- Think Stock
- Tools of a not terribly prestigious trade
Journalism, the profession that could never get no respect, still can’t.
The Harris Poll just took another of its periodic surveys of prestige in the workplace. Harris gave 2,537 adults a list of 23 occupations and asked them to place the jobs in one of four categories:
Has a great deal of prestige
Has prestige
Has not that much prestige
Not at all prestigious
Doctors led the list, 45 percent of the people who responded putting them in the top category, 44 percent in the second category. Real estate brokers and agents came in last, being placed in one of those top categories just 31 percent of the time. Journalists were sixth from last—45 percent of the people think their jobs are relatively prestigious.
In 2006 I wrote about a similar Harris poll. Again there were four categories describing different levels of prestige—though the language was slightly different. Firefighters led the way, 63 percent of the people responding saying they enjoy “very great prestige.” Again real estate agents came in last. Again journalists came in sixth to last.

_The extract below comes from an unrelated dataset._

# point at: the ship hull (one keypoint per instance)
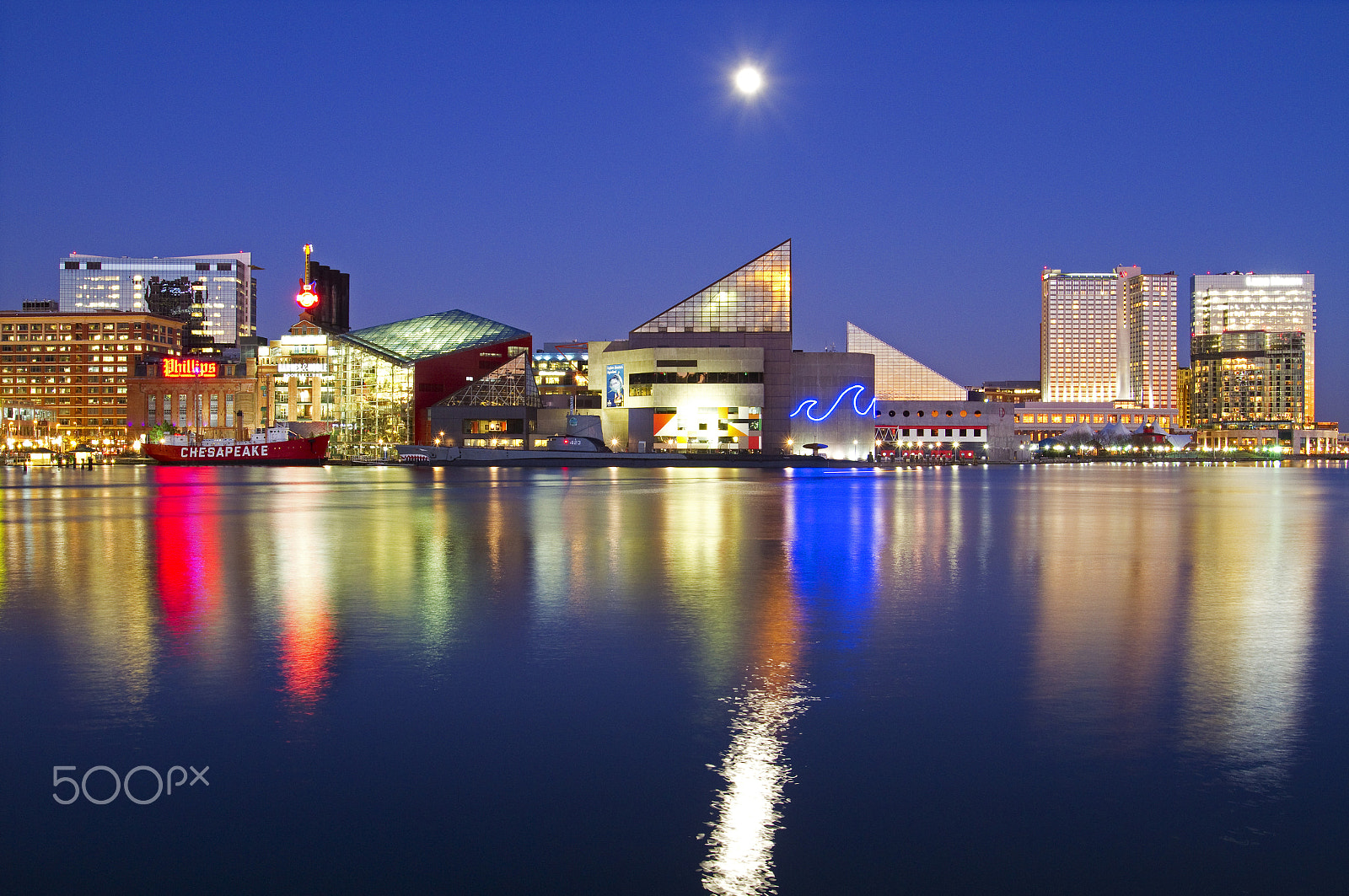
(270, 453)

I commented then, “Harris began taking this poll in 1977, and the net loss for journalists since then is one percent. We’ve never been the public’s darlings. In the same period teachers rose 23 percent and scientists dropped 12 percent. It’s scientists who have something to worry about.” Eight years ago I reported that “16 percent said journalists have hardly any prestige at all.” This year 16 percent said journalism is “not at all prestigious.”

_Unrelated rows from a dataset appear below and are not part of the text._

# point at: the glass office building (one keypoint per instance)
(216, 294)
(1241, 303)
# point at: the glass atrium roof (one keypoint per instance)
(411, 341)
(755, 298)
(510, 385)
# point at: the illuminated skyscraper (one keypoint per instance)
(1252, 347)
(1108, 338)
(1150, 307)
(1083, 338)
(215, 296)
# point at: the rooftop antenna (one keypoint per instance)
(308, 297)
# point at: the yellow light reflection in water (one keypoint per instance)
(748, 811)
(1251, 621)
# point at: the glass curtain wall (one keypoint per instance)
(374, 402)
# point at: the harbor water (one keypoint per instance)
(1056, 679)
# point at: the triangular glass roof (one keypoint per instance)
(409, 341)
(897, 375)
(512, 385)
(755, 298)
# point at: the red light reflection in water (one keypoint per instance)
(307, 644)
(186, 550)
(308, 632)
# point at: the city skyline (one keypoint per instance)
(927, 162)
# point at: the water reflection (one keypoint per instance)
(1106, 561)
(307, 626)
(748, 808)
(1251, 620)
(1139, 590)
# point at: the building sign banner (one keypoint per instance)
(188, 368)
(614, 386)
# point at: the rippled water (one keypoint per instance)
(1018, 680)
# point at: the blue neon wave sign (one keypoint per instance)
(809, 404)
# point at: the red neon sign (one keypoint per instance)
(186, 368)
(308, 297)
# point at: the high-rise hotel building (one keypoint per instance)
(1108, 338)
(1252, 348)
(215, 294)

In 2006, 43 percent of the respondents put journalism in the top two categories for prestige. This year 45 percent did.
Our trade is steady as she goes.
I spotted the most recent poll when someone linked to it on Facebook. I immediately wrote a comment, called it a “dubious poll—along the lines of hi skul popularity polls that asked kids who they thought was the most popular (rather than who they actually liked a lot.)” Eight years ago, I see now, I blew off the Harris query as a “high school popularity-poll question.” So I’m consistent too. I have no deeper insights now than I did then.
Harris did some massaging of its new data, which made the results more interesting. Respect for journalism is pretty consistent across the generations: among Millennials (18 to 37), 47 percent thought the trade is relatively prestigious; among Gen X (38 to 49) it was 40 percent, Baby Boomers (50 to 68) 46 percent, and Matures (69 and up) 44 percent—which tells me we’ve not only never been the public’s darlings but we never will be.
However . . . respondents were also asked this:
“Now, thinking of the same list of occupations, which ones you would suggest a child think about as a future profession and which one you would discourage them from pursuing?”
And 61 percent replied that they’d encourage kids to be journalists. Leading the way were the Millennials, 65 percent of whom believe journalism is something kids ought to look into. I’m not sure what this means. Possibly all it means is that because Millennials don’t read newspapers they missed the news that everyone else has stopped reading them. But I think it supports my popularity poll thesis: a lot of people who are under the impression nobody else respects journalism believe personally that it’s a pretty decent way to make a living.